Mustafa Bozacı - Çağrı 3 ‘Berikilere’ son çağrı

Kaptan

Mecra Yazarı
Katılım
9 Ocak 2012
Mesajlar
15,445
Tepkime puanı
1,111
Puanları
0
Konum
Giresun
-Ne empati kalmış, ne sempati!
-‘Miş’ gibi yaşamak yol olmuş!
-Kulluk süreci, mükellefiyet/sorumluluk meşguliyetlerden herhangi biri derekesine indirilmiş!
-Mazeretler çoğaltılmış, çokluk yarışı istikameti kaybettirmiş!
-Allah telakkisi, ahiret bilinci, peygamber tasavvuru, din bilgisi ters yüz edilmiş!
-Takva bilinci, mücahede şuuru yitirilmiş!
-Samimiyet, Allah eri olmak, adanmışlık, fedakârlık olguları unutulmuş!
-Sahih kaynakla irtibat kesilmiş, başka yapay kaynaklar icat edilmiş!

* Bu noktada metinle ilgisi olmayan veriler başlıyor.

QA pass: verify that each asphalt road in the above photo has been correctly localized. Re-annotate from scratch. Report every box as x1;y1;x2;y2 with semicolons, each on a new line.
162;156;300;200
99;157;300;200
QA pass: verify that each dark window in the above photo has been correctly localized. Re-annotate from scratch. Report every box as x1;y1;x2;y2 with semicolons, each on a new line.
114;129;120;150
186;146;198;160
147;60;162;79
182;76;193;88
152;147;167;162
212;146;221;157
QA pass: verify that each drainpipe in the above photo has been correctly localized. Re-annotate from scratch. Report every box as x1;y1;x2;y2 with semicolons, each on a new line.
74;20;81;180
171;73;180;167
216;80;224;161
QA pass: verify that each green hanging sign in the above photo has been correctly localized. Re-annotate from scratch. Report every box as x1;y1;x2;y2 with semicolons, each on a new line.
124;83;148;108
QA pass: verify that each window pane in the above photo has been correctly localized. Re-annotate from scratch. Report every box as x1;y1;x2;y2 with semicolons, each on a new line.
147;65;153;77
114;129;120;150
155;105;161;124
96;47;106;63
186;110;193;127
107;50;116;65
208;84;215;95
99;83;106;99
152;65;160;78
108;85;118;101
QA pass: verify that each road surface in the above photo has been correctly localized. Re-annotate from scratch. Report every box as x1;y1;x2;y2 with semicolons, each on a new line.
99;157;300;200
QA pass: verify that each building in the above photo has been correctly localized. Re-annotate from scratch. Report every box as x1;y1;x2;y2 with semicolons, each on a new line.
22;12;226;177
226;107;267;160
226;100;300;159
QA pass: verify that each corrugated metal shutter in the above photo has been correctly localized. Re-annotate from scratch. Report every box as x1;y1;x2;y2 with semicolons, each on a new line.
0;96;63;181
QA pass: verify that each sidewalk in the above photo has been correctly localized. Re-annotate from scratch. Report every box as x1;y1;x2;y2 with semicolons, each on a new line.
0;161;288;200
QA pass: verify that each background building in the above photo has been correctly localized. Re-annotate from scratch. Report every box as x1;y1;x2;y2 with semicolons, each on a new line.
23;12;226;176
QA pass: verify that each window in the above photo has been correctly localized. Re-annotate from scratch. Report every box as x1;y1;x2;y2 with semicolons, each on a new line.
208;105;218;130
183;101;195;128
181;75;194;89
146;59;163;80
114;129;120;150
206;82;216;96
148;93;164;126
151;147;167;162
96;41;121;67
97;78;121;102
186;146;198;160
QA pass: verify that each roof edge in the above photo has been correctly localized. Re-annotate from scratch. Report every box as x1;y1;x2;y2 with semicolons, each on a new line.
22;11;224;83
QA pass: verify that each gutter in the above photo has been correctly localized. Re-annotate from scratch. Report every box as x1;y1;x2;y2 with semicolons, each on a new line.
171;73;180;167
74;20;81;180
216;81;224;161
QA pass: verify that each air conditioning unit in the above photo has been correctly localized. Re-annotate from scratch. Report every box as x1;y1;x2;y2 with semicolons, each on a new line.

ÇAĞRI 3 ‘BERİKİLERE’ SON ÇAĞRI

MUSTAFA BOZACI 22 Ocak 2015


Hatırlayacaksınız, iki çağrı yaptık/yazdık önce müstekbirlere, sonra da müstez’aflara/zayıf bırakılmış, böyle olduğu zannına kapılmış olanlara… Sıra,’berikilere’ geldi; bize, içimize ve aramıza…

Aslında en zor kısmı da bu kesim:

-Zira daha yekpare olması gerekirken, daha dağınık!
-Bir ve beraber olması gerekirken ayrı gayrı!
-Birlik, beraberlik içinde olması gerekirken bölük pörçük!
-Dirlik içinde, diri olması gerekirken üzerine ölü toprağı serpilmişçesine baygın, şaşkın!
-Tevhid üzere olması gerekirken, tefrika içinde!
-Kardeşlik/uhuvvetle hareket etmesi gerekirken, kavga, nizaa, kargaşa ve karmaşa içinde! -İtidal, iktisat üzre olması gerekirken ifrat tefrit içinde!
-Kitaba uyması gerekirken kitabına uydurmuş halde!

-Kitabın tamamına sarılması gerekirken, onu parça parça kılmış, bir kısmını alır, diğerini ardına atar olmuş durumda!
-Kitapla kurtulmak hakikatine rağmen kitabı kurtarmak vehmine kapılmış; onu sarıp sarmalamış, üstünü örtmüş durumda!
-Son elçiyi, elçiliği örnek alacağına türedi varisler edinip nereye sürüklendiğinin farkında olmadan, sorgusuz sualsiz, peşin bir kabulle peşlerine takılmış vaziyette!
-Gerçeklerin yerini algılar almış!
-İletilen sahih dinin yerine üretilen zanlar yerleştirilmiş!
-Eklemecilik ve eksiltmecilik yol olmuş!
-Kulluk elHakk olan Allah’tan sahte ilah ve rablere tevdi edilmiş!
-İctihad kapısı kapatılmış(!), düşünce dumura uğratılmış, akıl emanete verilmiş halde!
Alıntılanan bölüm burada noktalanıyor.